# Question about crossbreeding hair sheep with wool sheep



## mylilchix (Apr 9, 2013)

I've recently found a beautiful Katahdin ram lamb that I was planning on building a flock of Katahdin and Dorpers around.  I recently got 2 CVM ewe lambs, and I'm thinking of changing my sheep plans.  What happens to the wool if I crossbreed the ram with the CVM ewes?  I'm toying with the idea of keeping 2 small flocks.  One with hair sheep and one with CVMs to help bring that breed back.  Any thoughts?
Thanks, Sonja


----------



## Roving Jacobs (Apr 9, 2013)

CVMs have such awesome fine wool I can't imagine breeding them with a hair sheep. You will lose fleece quality very rapidly. I would keep finewools and hair sheep separate unless you really just want to sell for meat. Registered CVM/romeldales sell for a heck of a lot more than the per pound price of lambs.


----------



## BrownSheep (Apr 9, 2013)

The hair wool cross breds I've seen partially shed in some cases or not at all in others.. I can tell you that it's very easy to trim the crosses. It posses little to no lanolin and the wool cuts very easily.

You would probably loose most of the wool quality from the CVMs.

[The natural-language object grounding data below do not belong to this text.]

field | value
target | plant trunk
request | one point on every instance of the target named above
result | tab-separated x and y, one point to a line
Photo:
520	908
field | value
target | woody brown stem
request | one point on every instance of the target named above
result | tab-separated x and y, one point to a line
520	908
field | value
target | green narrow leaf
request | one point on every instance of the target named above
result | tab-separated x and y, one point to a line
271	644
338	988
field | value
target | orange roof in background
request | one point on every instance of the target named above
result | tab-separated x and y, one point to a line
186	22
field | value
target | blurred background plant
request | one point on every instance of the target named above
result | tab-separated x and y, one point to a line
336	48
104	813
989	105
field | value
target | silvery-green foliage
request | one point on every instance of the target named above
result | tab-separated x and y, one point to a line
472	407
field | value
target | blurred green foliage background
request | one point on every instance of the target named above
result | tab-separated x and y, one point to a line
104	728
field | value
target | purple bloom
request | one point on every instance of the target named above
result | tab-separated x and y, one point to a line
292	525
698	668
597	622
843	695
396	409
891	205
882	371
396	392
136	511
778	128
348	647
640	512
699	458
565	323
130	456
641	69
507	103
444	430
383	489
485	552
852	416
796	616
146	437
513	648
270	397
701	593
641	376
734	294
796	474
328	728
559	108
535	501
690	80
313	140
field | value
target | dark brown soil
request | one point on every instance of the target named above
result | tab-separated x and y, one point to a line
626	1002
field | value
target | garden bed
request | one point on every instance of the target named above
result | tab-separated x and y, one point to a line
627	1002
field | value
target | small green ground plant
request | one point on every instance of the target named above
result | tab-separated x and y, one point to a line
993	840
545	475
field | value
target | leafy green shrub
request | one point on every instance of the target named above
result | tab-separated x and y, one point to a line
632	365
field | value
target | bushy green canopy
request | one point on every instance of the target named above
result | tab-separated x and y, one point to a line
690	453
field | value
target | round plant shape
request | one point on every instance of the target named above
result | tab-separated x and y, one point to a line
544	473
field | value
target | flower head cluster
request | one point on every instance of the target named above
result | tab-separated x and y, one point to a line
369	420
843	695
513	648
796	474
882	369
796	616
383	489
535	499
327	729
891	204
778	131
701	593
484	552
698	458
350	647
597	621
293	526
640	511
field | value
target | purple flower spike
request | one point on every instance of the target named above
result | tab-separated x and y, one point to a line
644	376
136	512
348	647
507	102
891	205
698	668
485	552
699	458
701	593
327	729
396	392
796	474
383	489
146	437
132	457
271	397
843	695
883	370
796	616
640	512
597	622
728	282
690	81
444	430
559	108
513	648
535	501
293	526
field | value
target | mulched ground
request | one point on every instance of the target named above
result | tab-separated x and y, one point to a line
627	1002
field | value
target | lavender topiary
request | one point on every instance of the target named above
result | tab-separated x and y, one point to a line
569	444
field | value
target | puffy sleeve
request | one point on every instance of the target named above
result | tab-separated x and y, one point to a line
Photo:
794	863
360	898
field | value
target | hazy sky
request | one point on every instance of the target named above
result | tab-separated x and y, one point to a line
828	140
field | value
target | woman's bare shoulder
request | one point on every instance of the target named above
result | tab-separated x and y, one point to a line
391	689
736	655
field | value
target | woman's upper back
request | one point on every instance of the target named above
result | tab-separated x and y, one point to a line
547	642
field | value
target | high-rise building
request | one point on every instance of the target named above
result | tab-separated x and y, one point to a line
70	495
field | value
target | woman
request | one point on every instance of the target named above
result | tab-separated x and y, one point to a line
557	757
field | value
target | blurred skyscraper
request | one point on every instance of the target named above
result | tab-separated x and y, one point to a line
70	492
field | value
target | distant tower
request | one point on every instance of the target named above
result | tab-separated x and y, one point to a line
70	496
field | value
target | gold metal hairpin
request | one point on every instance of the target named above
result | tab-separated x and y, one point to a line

I love the look of the CVMs. Goodluck with them!


----------



## mylilchix (Apr 10, 2013)

Thank you for the advice.  I'm going to contact the CVM breeder today to see if I can get a ram lamb and possibly another ewe lamb.  I love the look of our girls.  Th breeder also sent us home with a bunch of wool to start working with.


----------